Scaling AI Inference Performance and Flexibility with NVIDIA NVLink and NVLink Fusion

The exponential growth in AI model complexity has driven parameter counts from millions to trillions, requiring unprecedented computational resources that require clusters of GPUs to accommodate. The adoption of mixture-of-experts (MoE) architectures and AI reasoning with test-time scaling increases compute demands even more. To efficiently deploy inference, AI systems have evolved toward large-scale parallelization strategies, including tensor, pipeline, and expert parallelism. This is driving the need for larger domains of GPUs connected by a memory-semantic scale-up compute fabric to operate as a unified pool of compute and memory.

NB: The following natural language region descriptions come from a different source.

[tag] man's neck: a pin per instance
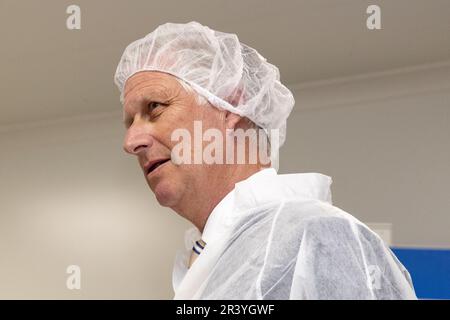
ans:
(200, 204)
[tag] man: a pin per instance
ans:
(257, 234)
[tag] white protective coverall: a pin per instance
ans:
(279, 237)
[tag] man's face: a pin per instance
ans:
(156, 104)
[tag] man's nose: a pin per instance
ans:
(137, 139)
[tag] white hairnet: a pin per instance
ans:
(229, 74)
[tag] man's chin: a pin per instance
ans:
(166, 194)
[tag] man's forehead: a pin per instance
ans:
(147, 83)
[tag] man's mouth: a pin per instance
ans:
(155, 165)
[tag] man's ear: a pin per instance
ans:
(232, 120)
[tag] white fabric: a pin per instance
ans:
(280, 237)
(229, 74)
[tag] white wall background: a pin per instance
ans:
(69, 195)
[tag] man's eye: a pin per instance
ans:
(153, 105)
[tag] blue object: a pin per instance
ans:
(429, 269)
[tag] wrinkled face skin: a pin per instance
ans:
(155, 104)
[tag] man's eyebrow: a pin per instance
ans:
(147, 95)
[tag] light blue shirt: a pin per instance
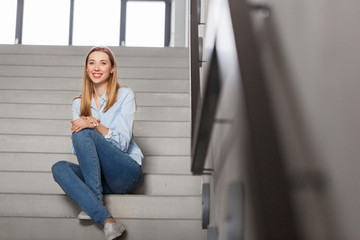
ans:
(119, 119)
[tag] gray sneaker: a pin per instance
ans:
(113, 230)
(83, 216)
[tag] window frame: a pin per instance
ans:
(20, 14)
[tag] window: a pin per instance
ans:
(46, 22)
(8, 22)
(86, 22)
(96, 22)
(145, 23)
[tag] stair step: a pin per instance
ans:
(69, 229)
(51, 111)
(61, 144)
(43, 183)
(74, 84)
(60, 71)
(56, 60)
(42, 162)
(65, 97)
(83, 50)
(120, 206)
(62, 128)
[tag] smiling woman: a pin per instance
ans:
(110, 162)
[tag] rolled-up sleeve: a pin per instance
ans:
(76, 115)
(121, 134)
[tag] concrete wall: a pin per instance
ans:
(179, 23)
(319, 46)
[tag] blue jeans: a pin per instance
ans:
(103, 168)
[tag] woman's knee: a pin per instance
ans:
(82, 135)
(59, 168)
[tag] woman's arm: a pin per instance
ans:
(120, 132)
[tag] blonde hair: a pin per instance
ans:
(88, 86)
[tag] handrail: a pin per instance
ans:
(203, 108)
(264, 163)
(194, 62)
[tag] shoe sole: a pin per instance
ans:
(116, 235)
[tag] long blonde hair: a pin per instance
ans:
(88, 86)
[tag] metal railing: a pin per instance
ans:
(264, 163)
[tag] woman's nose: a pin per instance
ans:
(97, 66)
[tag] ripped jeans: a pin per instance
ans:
(102, 169)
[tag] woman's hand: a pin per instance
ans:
(84, 122)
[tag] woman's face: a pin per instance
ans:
(99, 67)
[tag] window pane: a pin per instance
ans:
(96, 22)
(145, 24)
(46, 22)
(8, 21)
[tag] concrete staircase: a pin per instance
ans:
(37, 84)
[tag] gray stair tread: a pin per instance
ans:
(51, 111)
(120, 206)
(61, 144)
(83, 50)
(152, 184)
(53, 60)
(62, 127)
(42, 162)
(59, 71)
(136, 229)
(74, 84)
(65, 97)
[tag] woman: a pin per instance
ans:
(109, 160)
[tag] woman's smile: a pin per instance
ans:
(97, 75)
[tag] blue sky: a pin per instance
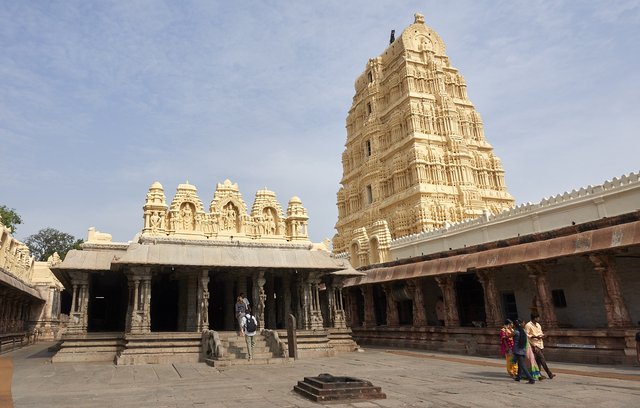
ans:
(99, 99)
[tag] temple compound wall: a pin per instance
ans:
(581, 277)
(444, 270)
(416, 157)
(181, 276)
(29, 295)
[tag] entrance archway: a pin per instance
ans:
(164, 302)
(470, 300)
(107, 302)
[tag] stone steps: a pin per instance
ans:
(236, 352)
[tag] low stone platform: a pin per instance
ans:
(329, 388)
(409, 378)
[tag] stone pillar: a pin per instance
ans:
(392, 306)
(340, 320)
(242, 288)
(229, 309)
(192, 307)
(139, 311)
(415, 289)
(614, 305)
(491, 305)
(314, 313)
(543, 296)
(348, 310)
(336, 307)
(262, 297)
(369, 311)
(203, 300)
(79, 304)
(286, 290)
(303, 303)
(447, 284)
(270, 318)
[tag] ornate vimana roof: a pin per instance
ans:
(227, 216)
(416, 157)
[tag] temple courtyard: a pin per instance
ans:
(409, 378)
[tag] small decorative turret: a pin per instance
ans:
(297, 220)
(155, 209)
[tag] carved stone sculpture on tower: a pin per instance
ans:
(416, 156)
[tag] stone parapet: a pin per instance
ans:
(596, 346)
(614, 197)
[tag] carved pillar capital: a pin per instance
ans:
(614, 304)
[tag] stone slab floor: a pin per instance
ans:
(410, 378)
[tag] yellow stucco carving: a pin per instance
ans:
(416, 157)
(228, 216)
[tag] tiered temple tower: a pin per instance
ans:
(416, 158)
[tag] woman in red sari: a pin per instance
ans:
(506, 347)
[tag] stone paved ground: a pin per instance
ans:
(409, 378)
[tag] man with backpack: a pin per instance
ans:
(249, 327)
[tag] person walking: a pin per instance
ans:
(520, 342)
(535, 334)
(241, 309)
(506, 347)
(249, 327)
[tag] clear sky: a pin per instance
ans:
(99, 99)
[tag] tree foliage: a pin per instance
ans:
(45, 242)
(10, 218)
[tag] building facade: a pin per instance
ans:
(30, 296)
(424, 213)
(150, 300)
(416, 157)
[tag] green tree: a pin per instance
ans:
(10, 218)
(45, 242)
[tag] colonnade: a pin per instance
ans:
(617, 314)
(305, 294)
(14, 311)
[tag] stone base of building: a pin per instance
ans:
(89, 347)
(161, 348)
(593, 346)
(341, 340)
(175, 347)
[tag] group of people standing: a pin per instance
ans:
(247, 323)
(522, 346)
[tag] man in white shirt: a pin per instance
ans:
(535, 334)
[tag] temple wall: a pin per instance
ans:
(615, 197)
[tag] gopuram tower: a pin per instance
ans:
(416, 158)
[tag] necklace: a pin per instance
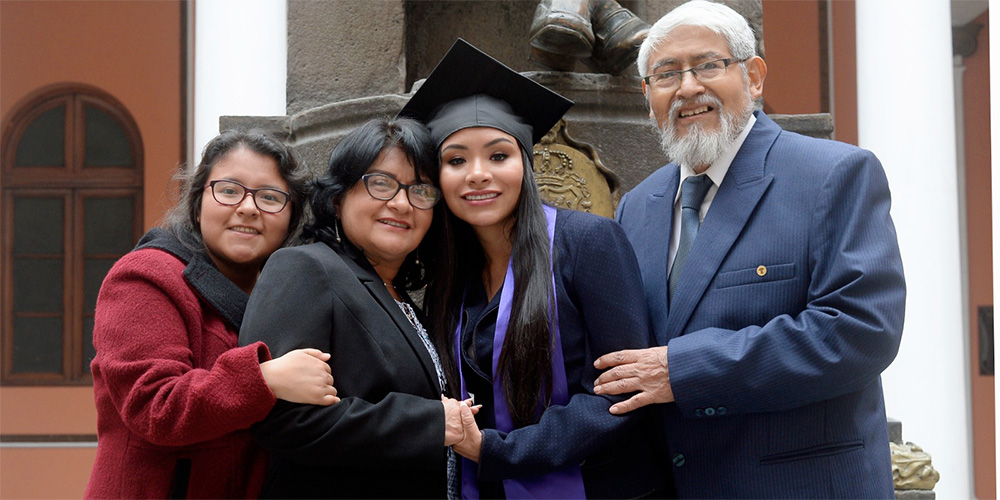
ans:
(410, 314)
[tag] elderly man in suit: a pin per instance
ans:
(773, 278)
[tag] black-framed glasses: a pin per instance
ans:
(231, 193)
(384, 187)
(704, 72)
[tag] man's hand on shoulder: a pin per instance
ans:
(643, 371)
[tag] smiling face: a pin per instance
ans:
(481, 175)
(240, 238)
(699, 119)
(386, 231)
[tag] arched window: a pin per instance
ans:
(71, 180)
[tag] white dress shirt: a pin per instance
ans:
(716, 171)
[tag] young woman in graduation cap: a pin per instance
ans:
(527, 298)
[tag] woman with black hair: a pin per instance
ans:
(527, 297)
(346, 294)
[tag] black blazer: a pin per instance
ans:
(385, 438)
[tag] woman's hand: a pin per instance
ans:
(301, 376)
(472, 443)
(454, 431)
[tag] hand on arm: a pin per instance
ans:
(636, 370)
(455, 427)
(470, 446)
(301, 376)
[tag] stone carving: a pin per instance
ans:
(570, 175)
(601, 33)
(911, 467)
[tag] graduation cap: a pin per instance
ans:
(468, 88)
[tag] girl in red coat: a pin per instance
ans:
(175, 395)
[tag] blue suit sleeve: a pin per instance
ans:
(847, 333)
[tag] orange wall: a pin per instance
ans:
(845, 76)
(792, 50)
(28, 473)
(133, 51)
(976, 93)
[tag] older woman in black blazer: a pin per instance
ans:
(344, 294)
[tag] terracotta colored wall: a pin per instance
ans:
(792, 49)
(28, 473)
(845, 75)
(976, 94)
(131, 50)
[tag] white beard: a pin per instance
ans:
(700, 148)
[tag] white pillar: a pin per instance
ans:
(906, 116)
(240, 54)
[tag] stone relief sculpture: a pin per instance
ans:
(601, 33)
(570, 175)
(911, 468)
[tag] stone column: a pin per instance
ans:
(344, 50)
(239, 63)
(906, 116)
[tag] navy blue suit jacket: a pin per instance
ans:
(789, 307)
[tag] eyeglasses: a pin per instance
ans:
(703, 72)
(384, 187)
(231, 193)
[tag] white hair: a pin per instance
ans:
(722, 20)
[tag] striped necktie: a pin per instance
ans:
(692, 194)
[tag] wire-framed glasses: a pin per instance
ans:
(704, 72)
(384, 187)
(231, 193)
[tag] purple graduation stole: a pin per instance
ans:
(566, 482)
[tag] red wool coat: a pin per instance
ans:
(175, 395)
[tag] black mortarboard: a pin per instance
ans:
(468, 88)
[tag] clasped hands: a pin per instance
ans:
(643, 371)
(460, 429)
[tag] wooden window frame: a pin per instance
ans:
(74, 183)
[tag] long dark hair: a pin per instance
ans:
(350, 159)
(182, 219)
(525, 364)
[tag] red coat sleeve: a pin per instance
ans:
(170, 367)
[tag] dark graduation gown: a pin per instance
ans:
(601, 309)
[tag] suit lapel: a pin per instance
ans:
(656, 245)
(373, 283)
(736, 200)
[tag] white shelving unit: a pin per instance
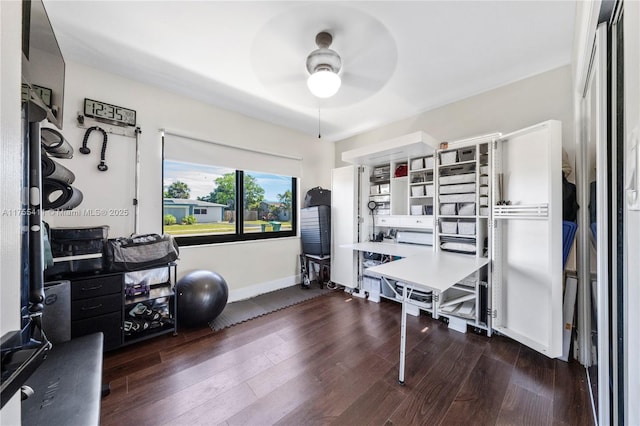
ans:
(497, 198)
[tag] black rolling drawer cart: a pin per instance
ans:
(99, 303)
(96, 305)
(151, 314)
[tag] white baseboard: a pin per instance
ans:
(261, 288)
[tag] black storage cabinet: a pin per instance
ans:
(315, 228)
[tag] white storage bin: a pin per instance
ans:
(458, 188)
(466, 228)
(371, 284)
(467, 154)
(448, 209)
(417, 164)
(463, 178)
(428, 163)
(467, 209)
(448, 227)
(458, 198)
(429, 190)
(448, 157)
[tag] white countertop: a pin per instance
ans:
(391, 249)
(422, 266)
(434, 271)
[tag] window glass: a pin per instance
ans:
(267, 202)
(201, 203)
(198, 199)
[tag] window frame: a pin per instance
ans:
(239, 235)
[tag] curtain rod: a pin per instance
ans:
(257, 151)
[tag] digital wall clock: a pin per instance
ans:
(109, 113)
(44, 93)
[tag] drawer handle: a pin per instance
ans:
(99, 286)
(91, 308)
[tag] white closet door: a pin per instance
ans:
(344, 224)
(527, 284)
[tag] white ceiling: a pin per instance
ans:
(399, 58)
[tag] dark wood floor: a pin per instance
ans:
(334, 360)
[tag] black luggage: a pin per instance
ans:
(317, 197)
(140, 252)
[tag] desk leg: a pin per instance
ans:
(403, 335)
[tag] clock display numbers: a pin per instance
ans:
(110, 113)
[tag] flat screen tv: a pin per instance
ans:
(43, 66)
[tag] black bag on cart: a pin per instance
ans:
(317, 197)
(140, 252)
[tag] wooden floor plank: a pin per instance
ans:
(432, 397)
(535, 372)
(334, 360)
(575, 397)
(479, 400)
(524, 407)
(373, 406)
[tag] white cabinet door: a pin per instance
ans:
(527, 249)
(345, 215)
(421, 222)
(387, 221)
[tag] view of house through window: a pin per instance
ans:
(202, 200)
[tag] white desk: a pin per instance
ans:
(391, 249)
(423, 269)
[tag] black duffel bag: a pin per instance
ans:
(140, 252)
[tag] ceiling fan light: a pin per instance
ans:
(324, 83)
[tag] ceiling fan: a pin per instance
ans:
(343, 41)
(323, 65)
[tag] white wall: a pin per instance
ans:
(632, 216)
(247, 267)
(11, 179)
(539, 98)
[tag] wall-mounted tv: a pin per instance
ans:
(43, 66)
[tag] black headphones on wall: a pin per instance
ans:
(85, 150)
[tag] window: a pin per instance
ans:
(207, 204)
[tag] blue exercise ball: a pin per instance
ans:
(202, 296)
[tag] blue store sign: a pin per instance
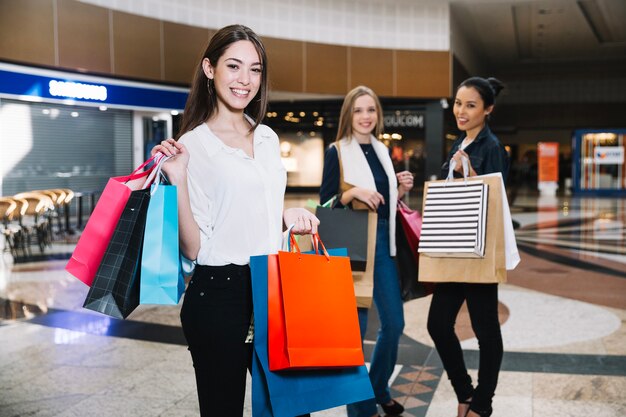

This blog post details how the performance and breadth of NVIDIA NVLink scale-up fabric technologies are made available through NVIDIA NVLink Fusion to address the growing demands of complex AI models.

AI model parameter growth chart (2005–2025) showing transition from CPU to GPU to multi-GPU to large-scale AI reasoning, with key models labeled and eras highlighted. — *Figure 1. Rising model size and complexity drive scale-up domain size*

How NVLink continues to evolve and meet scale-up demands

NVIDIA first introduced NVLink in 2016 to overcome the limitations of PCIe in high-performance computing and AI workloads. It enabled faster GPU-to-GPU communication and created a unified memory space.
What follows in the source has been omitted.